Inefficient markets

Disappointment at Doha, but it wasn't all America's fault. Is BP having too much bad luck? And Wolfowitz demands that the World Bank stops corruption
September 23, 2006
Doha derailed—who to blame?

So much for the lofty rhetoric about freeing trade and aiding development; when it came to the crunch, governments instead bowed to corporate protectionism. Thus the Doha round—launched after 9/11 as WTO members rallied around America in a show of unity—has collapsed in acrimony, with most blaming the US for its demise. This is not fair. America was guilty mainly of being too ambitious: it offered to prune its agricultural subsidies if others sheared their farm tariffs, but India and the EU refused.

Officially the round is indefinitely suspended, but there are already hopes of reviving it early next year. Besides, optimists point out that while 12 years have elapsed since the previous round was completed, globalisation continues apace and the world economy is booming. Such complacency is misplaced. If a deal can't be done when the going is good, perhaps it can't be done at all. After all, the only break in the WTO's run of failure—Seattle, Cancún, Hong Kong and now Geneva—was the Doha launch, when circumstances were truly exceptional. Next year hardly looks promising: President Bush is set to lose his power to push through trade deals without congress unpicking them, precluding US negotiators from striking a credible bargain with other WTO members; a new farm bill that could entrench America's contentious subsidies is in the offing; and an economic downturn could sharpen fears about trade-related job losses. But if the round remains on ice for too long, the WTO risks being sidelined, with the benefits of global competition, multilateral rules and impartial adjudication giving way to tit-for-tat protectionism and a web of bilateral arrangements that privilege rich-country companies at the expense of the poor.

BP's biggest blunders

If petrol costs over £1 a litre next time you fill up, blame BP. Oil prices spiked to nearly $80 a barrel when it announced it was shutting down America's biggest oil field—possibly until 2007—to repair leaky pipes. The lost production from Alaska's Prudhoe bay is only a tiny fraction of global output, but oil supplies are so tight—and speculators so frenzied—that the slightest disruption sends prices rocketing. (The terrorist threat to air travel and the fragile ceasefire in Lebanon have since pushed prices down somewhat—at least for now.) But in any case, the damage to BP could be great. The issue is not so much the financial cost of lower output and higher repair bills; it's the stain on the company's carefully polished eco-friendly reputation and, above all, the growing doubts about its competence. Last year, an explosion at its largest refinery, Texas City, killed 15 workers and injured over 100. In March, a corroded BP pipeline caused the biggest ever oil spill on Alaskan soil. In June, regulators charged it with rigging the US propane market. And the timing of the latest mishap could hardly be worse. The US congress, which is desperate to deflect some of the fire from voters fuming at soaring petrol prices, is planning a probe into BP's Prudhoe bay operations, and angry shareholders are suing BP for compensation. And with Venezuela, Russia and other oil-rich countries feeling flush and questioning why they need foreign help to extract their oil, BP's bungling is hardly a persuasive sales pitch.

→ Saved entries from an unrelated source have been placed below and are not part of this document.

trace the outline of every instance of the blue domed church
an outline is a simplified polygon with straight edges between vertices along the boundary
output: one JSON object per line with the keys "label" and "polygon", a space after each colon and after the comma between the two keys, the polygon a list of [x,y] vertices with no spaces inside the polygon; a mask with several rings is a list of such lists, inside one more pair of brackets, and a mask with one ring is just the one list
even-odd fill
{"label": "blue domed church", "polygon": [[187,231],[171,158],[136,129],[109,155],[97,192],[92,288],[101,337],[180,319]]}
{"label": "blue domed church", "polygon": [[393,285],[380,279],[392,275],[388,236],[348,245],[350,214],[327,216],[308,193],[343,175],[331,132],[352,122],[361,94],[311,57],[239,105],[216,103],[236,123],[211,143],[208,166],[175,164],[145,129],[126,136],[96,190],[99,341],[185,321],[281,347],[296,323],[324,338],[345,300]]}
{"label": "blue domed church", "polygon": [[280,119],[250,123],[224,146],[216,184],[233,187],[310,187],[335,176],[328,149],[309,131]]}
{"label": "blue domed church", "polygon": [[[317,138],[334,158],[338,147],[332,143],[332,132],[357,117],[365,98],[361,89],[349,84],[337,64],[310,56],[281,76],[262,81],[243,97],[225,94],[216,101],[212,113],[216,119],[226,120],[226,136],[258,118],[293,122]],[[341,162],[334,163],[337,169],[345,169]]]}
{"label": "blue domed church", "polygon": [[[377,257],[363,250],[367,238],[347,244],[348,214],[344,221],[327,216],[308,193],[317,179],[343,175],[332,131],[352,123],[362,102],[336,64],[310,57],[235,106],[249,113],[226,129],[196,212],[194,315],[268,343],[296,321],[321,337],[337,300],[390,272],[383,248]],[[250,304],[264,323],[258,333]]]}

The World Bank and corruption

The World Bank's controversial new boss, Paul Wolfowitz, has stirred up a huge fuss by making battling graft his top priority. His anti-corruption drive will be the most hotly debated topic at September's IMF/World Bank annual meetings in Singapore. He has frozen loans to India, Kenya, Bangladesh and Chad because of concerns about fraud, tightened the strings attached to debt relief for the notoriously kleptocratic Republic of Congo, beefed up the bank's anti-graft department, and pledged to spend more on promoting good governance. Wolfowitz is adamant: the bank will not tolerate corruption. A crackdown is certainly desirable: it is scandalous if bank funds destined to help the poor are siphoned off by crooked contractors or funnelled into politicians' Swiss bank accounts. It also erodes rich-country voters' support for debt relief and aid. More broadly, corruption impedes development: it stifles business, cuts into spending on public goods such as health and education, and hampers poor people's efforts to improve their lot. So the bank should try to ensure its money is well spent, monitor countries' corruption levels and help them root it out. But there is only so much the bank can do, and Wolfowitz appears to be going about it in the wrong way. His actions so far—a cancelled loan here and there—appear arbitrary, when they ought to be transparent and systematic. Nor is the bank meant to meddle in politics, and although the line is fuzzy, his bolder ambitions—such as fostering freedom of speech—overstep that fuzzy line. The bank's mandate is to promote development, not democracy. And while waging war on graft may sound good in Washington, in practice the bank must tolerate some, or stop lending altogether, since no country is whiter than white. Indeed, the bank itself is hardly above reproach. Its boss is appointed not through an open and fair selection process but by the US president—and Wolfowitz, who happens to be one of Bush's close chums, has since recruited a coterie of neocon cronies with few development credentials.